ORIGINAL FRENCH ARTICLE: SWIFT: An affair which concerns you
by Francis Wurtz
Translated Thursday 22 July 2010, by Bill Scobleand reviewed by
SWIFT: Remember this acronym, because it refers to an affair which concerns you! SWIFT - which I have already had occasion to discuss in these columns when the European Parliament dared to take a firm stand in this matter – is a private corporation based near Brussels through which passes every transaction effected between some 8000 banks from more than two hundred countries. In so doing, the company collects millions of items of personal data covering all of the customers concerned.
In 2006, the American press revealed that the US authorities were accessing these data illegally and clandestinely. This scandal caused an outcry throughout Europe. The justification put forward by Washington – the war on terrorism – was not sufficient to render acceptable this gross violation of the right of each citizen of the European Union to have his or her privacy protected. No fewer than four EU directives, as well as the Charter of Fundamental Rights, and even a European control authority – which brings together France’s CNIL and comparable national commissions – are supposed to see to the scrupulous respect for this democratic guarantee.

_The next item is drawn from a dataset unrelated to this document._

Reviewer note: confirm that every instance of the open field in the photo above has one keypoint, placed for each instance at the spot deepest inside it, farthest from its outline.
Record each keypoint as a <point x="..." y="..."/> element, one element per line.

The European Commission then thought to overcome this obstacle by negotiating a draft agreement with its partner across the Atlantic to give, after the fact, a legal basis to these illegal practices. But the European Parliament, at the time, refused to endorse this text and made known the conditions which would have to be fulfilled in order to obtain its agreement. One could only applaud! That was last February 11th.
European and American negotiators had, from then on, no choice but to review their copy, promising to take into account the objections of the Strasbourg parliamentarians. A new version of the accord was signed on 28th June. Though it signaled several developments, it remained, on a number of essential questions, totally unacceptable to anyone who was attached to the idea of safeguarding public liberty, including in the context of the fight against terrorism.
For example, the principle of allowing the transmission of millions of items of data dubbed “potentially interesting” was maintained — not just data concerning some specific instance of clearly identified terrorism. Another example: the European authority charged with controlling operations was not to be a public and independent judicial authority, but rather a police agency (Europol!). Final example: the agreement did not even exclude the possibility that some of these data might be transmitted by the American authorities to repressive services of third-party countries! More generally, one searched in vain in this “compromise” for a definition, clear and acceptable to Europeans, of what might be meant by “terrorism”, and still less for any proof of the necessity of this scourge of the transmission of this mass of data – followed by its retention for five years!
Despite this, on this occasion, the majority of MEPs failed to show the same firmness demonstrated last February. In the end, all of the political groups, with the exception of the United European Left (GUE-NGL) and the Greens, fell ’wisely’ into line . This July 8th they simply transformed their fine action of last February 11th into little more than a retreat. Should things be left there and the page turned on SWIFT? I think not. I will return to this subject.